Milesy - on 19 Feb 2013
In reply to kathrync:

I loved bioinformatics and computational neuroscience. Being naturally good at programming is the only reason I done something successful in life. I left school with absolutely no qualifications whatsoever, being more interested in hanging about street corners and drinking. Hard work in college when I was 17 at programming saw me eventually do my postgrad in computational neuroscience and I got a big interest in it. Would have loved to have done a phd but couldnt afford it as I had worked my way full time through college and uni.
kathrync - on 19 Feb 2013
In reply to Milesy:

Yeah, I'm having a great time on this course. I have come from a biology background. I've always been interested in programming, but when I attempted to teach myself it never worked because it was a bit dry and I had no real goals. Being taught now, in the context of something that I enjoy anyway, is fantastic and I'm taking to it really well.

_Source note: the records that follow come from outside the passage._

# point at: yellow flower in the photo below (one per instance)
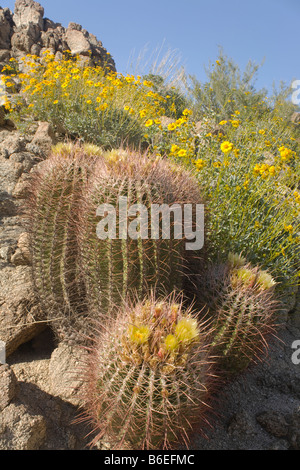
(289, 228)
(181, 153)
(139, 335)
(246, 276)
(199, 164)
(171, 343)
(187, 330)
(174, 148)
(226, 147)
(172, 126)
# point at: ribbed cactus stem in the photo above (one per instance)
(243, 305)
(148, 379)
(114, 268)
(52, 215)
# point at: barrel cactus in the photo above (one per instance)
(241, 300)
(116, 265)
(52, 215)
(72, 267)
(148, 379)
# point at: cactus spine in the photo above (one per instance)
(52, 212)
(148, 378)
(114, 268)
(243, 305)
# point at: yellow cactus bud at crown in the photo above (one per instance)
(187, 330)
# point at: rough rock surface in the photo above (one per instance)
(19, 314)
(28, 32)
(8, 386)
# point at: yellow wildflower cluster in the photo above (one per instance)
(226, 147)
(286, 153)
(264, 170)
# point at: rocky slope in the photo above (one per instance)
(39, 389)
(26, 31)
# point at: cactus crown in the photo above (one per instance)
(160, 335)
(148, 379)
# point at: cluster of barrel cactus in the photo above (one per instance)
(153, 359)
(149, 375)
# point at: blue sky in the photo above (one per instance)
(193, 29)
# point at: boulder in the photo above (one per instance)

Do you still work on the science side of things now?
owlart - on 19 Feb 2013
In reply to kathrync:
> (In reply to michaelc)
> [...]
>
> +1 I tried teaching myself several languages with no real goals. Now I have goals, both personal and set by the University, and I have become competent (if by no means a master) in 4 languages since September.

+2 I find I only really learn stuff like that when I've got a project to apply it to. Often means you end up going out of your depth to begin with, but you soon pick it up.
Milesy - on 19 Feb 2013
In reply to kathrync:

I was good at the programming side but the biology, neuroscience and maths stuff was new me and the same idea as you: Learning all this stuff in the context of programming it all made sense to me rather than theory in books.

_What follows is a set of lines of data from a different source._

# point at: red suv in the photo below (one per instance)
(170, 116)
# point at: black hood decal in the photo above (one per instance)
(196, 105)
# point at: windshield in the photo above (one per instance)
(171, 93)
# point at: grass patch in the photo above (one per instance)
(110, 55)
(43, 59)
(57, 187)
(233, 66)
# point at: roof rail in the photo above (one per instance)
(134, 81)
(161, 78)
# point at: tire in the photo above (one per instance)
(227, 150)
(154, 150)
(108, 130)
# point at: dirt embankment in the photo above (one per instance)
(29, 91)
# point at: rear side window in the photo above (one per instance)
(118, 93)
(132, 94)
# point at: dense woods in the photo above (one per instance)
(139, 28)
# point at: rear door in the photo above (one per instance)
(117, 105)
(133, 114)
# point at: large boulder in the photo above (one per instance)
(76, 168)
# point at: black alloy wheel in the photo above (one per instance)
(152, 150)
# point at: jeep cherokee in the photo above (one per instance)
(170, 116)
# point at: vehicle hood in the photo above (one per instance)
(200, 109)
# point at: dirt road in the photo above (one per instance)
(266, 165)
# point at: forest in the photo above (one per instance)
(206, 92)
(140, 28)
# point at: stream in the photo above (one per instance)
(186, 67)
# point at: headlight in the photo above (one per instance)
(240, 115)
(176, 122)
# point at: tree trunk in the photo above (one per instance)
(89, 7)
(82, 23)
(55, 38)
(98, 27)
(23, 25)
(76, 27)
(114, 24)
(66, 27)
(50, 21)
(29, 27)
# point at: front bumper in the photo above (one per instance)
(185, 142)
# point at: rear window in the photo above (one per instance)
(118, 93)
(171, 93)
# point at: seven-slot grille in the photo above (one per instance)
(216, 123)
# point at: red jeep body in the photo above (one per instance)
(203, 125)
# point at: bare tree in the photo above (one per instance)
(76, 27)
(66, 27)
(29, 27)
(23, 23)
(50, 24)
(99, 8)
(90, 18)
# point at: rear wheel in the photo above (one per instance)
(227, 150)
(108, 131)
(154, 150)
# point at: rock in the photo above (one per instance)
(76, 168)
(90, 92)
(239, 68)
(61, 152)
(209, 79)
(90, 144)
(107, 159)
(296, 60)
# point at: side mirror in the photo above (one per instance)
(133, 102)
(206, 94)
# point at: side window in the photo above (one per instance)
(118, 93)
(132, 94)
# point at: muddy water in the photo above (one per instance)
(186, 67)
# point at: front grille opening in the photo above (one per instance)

Nah, grinding along in industry. Don't see going back to academia and research ever being financially possible for me now with a house and a baby.
dissonance - on 19 Feb 2013
In reply to owlart:

> +2 I find I only really learn stuff like that when I've got a project to apply it to.

interesting point. So for the OP, might be worth after doing some cramming looking for an open source project to get involved in. Apart from anything else be useful on the cv.

Flinticus - on 19 Feb 2013
In reply to a crap climber:
Reminder to self to look into online learning.
kathrync - on 19 Feb 2013
In reply to Milesy:
> (In reply to kathrync)
>
> I was good at the programming side but the biology, neuroscience and maths stuff was new me

Ha ha, it's the maths that's flummoxing me at the moment. The biology is mostly old-hat for me and the programming is fine once I have a focus, but maths never was my strong point :o)

>
> Nah, grinding along in industry. Don't see going back to academia and research ever being financially possible for me now with a house and a baby.

That's fair enough. I am looking for positions where I would be an in-house bioinformatician for someone providing something like sequencing or microarray services...don't really mind if that's industrial or a University's service, but I don't really want to go down the post-doc route again!

ads.ukclimbing.com
a crap climber - on 23 Feb 2013
In reply to a crap climber:

Thanks for the advice. SQL is an interesting option, I actually ended up having to teach myself a bit at one point when trying to sort through mountains of data. I'm gonna go for C++, finding something that leads to any kind of qualification that I can do at short notice is easier said than done though.

This topic has been archived, and won't accept reply postings.